NEXT_PUBLIC_API_BASE_URL=https://<railway-api-domain>
NEXT_PUBLIC_GOOGLE_CLIENT_ID=<google-client-id>

The backend needs FRONTEND_URL set to the exact production Vercel origin so CORS, origin checks, and secure cookies line up.

GitHub Actions As The Gate

GitHub Actions is the deploy gate, while Railway and Vercel own the actual deploys.

The CI workflow runs:

• backend dependency install, pytest, and Python compile checks
• frontend npm ci, lint, build, and production dependency audit
• backend Docker image build

Railway services should use Wait for CI so API and worker deploy only after GitHub checks pass on main. The docs intentionally avoid a separate Railway deploy-hook workflow while Wait for CI is enabled, because that can create conflicting deployment signals.

Tradeoffs

This stack optimizes for cost and simplicity, but it does introduce a few tradeoffs.

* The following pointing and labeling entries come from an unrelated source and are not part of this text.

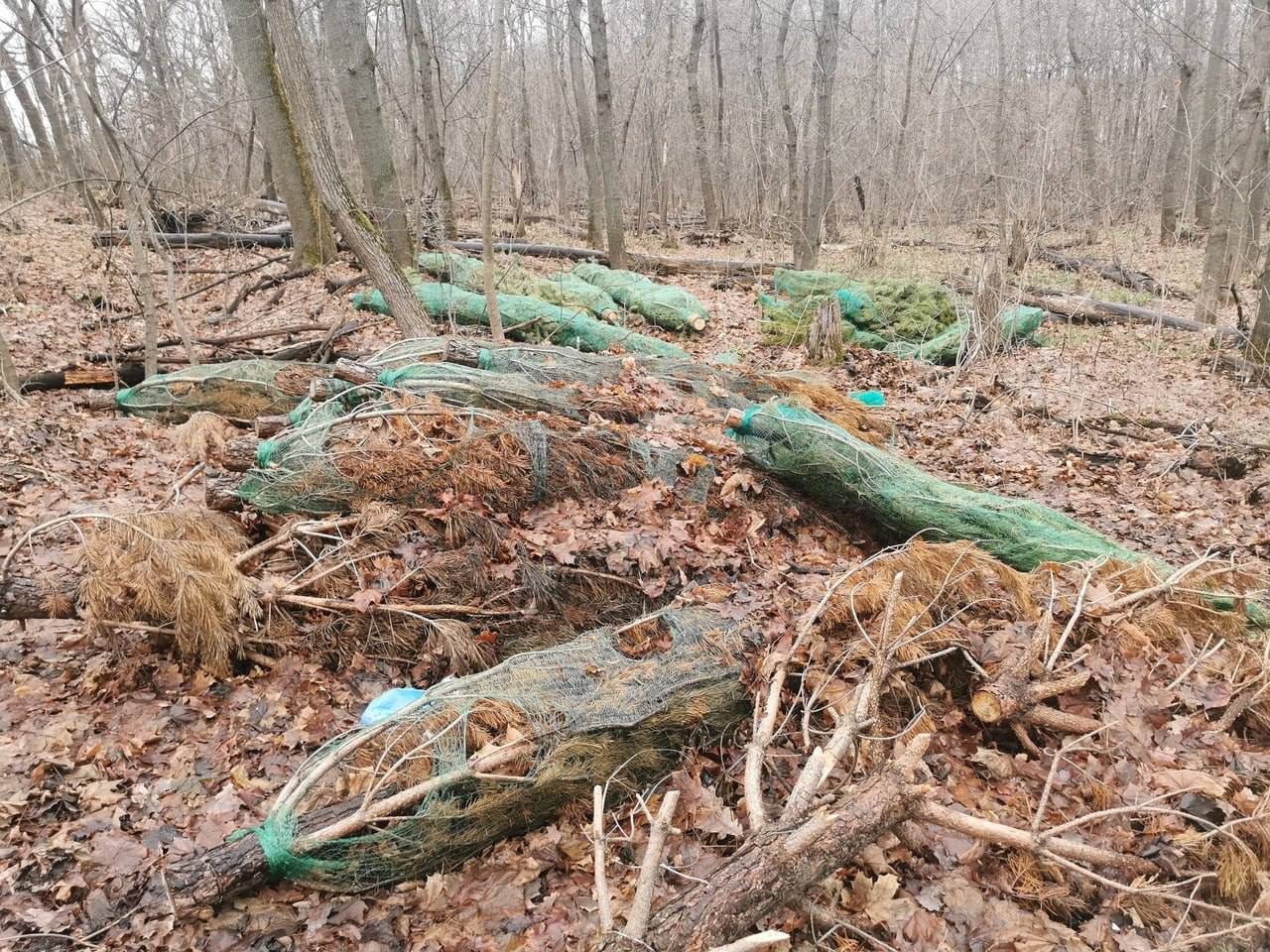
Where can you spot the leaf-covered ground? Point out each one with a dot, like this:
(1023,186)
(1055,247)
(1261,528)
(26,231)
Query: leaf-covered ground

Using separate vendors means setup spans Railway, Vercel, Neon, Upstash, Groq, GitHub, and Google Cloud. That is more account/config surface area than an all-in-one platform. The benefit is lower cost and better fit per subsystem.

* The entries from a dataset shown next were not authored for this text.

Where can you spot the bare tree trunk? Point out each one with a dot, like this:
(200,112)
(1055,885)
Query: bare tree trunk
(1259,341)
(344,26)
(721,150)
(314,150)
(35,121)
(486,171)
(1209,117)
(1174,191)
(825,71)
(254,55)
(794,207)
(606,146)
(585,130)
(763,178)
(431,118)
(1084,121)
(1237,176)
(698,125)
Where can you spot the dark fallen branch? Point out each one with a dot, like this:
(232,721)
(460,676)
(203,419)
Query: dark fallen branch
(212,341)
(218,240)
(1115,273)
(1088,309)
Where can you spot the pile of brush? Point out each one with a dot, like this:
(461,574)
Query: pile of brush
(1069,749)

Using one Docker image for API and worker keeps Railway setup simple, but the API image carries worker-oriented dependencies. Splitting images later could reduce API image size, but would add build and deployment complexity now.

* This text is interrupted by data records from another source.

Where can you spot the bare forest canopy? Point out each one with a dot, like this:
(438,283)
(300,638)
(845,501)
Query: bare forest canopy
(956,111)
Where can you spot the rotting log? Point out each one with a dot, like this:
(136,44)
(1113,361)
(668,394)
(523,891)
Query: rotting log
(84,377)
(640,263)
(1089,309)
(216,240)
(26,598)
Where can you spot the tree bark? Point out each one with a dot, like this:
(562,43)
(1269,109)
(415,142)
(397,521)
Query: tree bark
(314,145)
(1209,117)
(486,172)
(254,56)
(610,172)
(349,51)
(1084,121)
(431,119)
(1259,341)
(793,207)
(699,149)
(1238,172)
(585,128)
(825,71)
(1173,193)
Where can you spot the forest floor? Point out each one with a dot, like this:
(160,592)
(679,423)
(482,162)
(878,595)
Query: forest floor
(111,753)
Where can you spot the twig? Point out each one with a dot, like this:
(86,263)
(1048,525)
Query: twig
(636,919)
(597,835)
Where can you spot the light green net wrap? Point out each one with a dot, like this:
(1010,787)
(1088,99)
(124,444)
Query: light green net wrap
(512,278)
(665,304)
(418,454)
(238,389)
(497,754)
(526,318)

Using Vercel's native GitHub integration means frontend deploys can start independently from Railway's backend deploy. The app should keep API changes backward-compatible, especially when frontend and backend change together.

Using Groq instead of self-hosted Ollama reduces infrastructure burden, but moves reliability and rate-limit behavior to a provider. The retry logic and one-worker launch default are there to keep that risk manageable.

Lessons Learned

The deployment stack should follow the runtime shape of the app. In this case, the key decision was not "where can a FastAPI app run?" It was "where can an API, a worker, Redis, Postgres, frontend, and LLM provider fit together without overbuilding?"

The database URL issue was a useful reminder that provider defaults and application driver choices need to meet explicitly. A plain postgresql://... URL caused SQLAlchemy to look for psycopg2; the app uses psycopg. Normalizing database URLs in config makes that deployment mistake less likely to repeat.

Railway's Wait for CI also shaped the CI/CD design. If Railway is already watching GitHub checks, a separate deploy-hook workflow can become noise. The cleaner model is: GitHub Actions verifies, Railway deploys backend services after checks pass, Vercel deploys the frontend from GitHub.

Next Steps

The remaining production work is operational rather than architectural:

• finish Railway API deploy and confirm /healthz
• run Alembic migrations against Neon
• create the Railway worker service from the same image
• deploy the Vercel frontend with the frontend root
• update Railway FRONTEND_URL to the real Vercel origin
• run the smoke checklist from docs/deployment.md

After the first production smoke test passes, the next useful investment is observability: exception reporting, clearer worker/dead-letter inspection, and lightweight dashboards for queue depth, job duration, and LLM failures.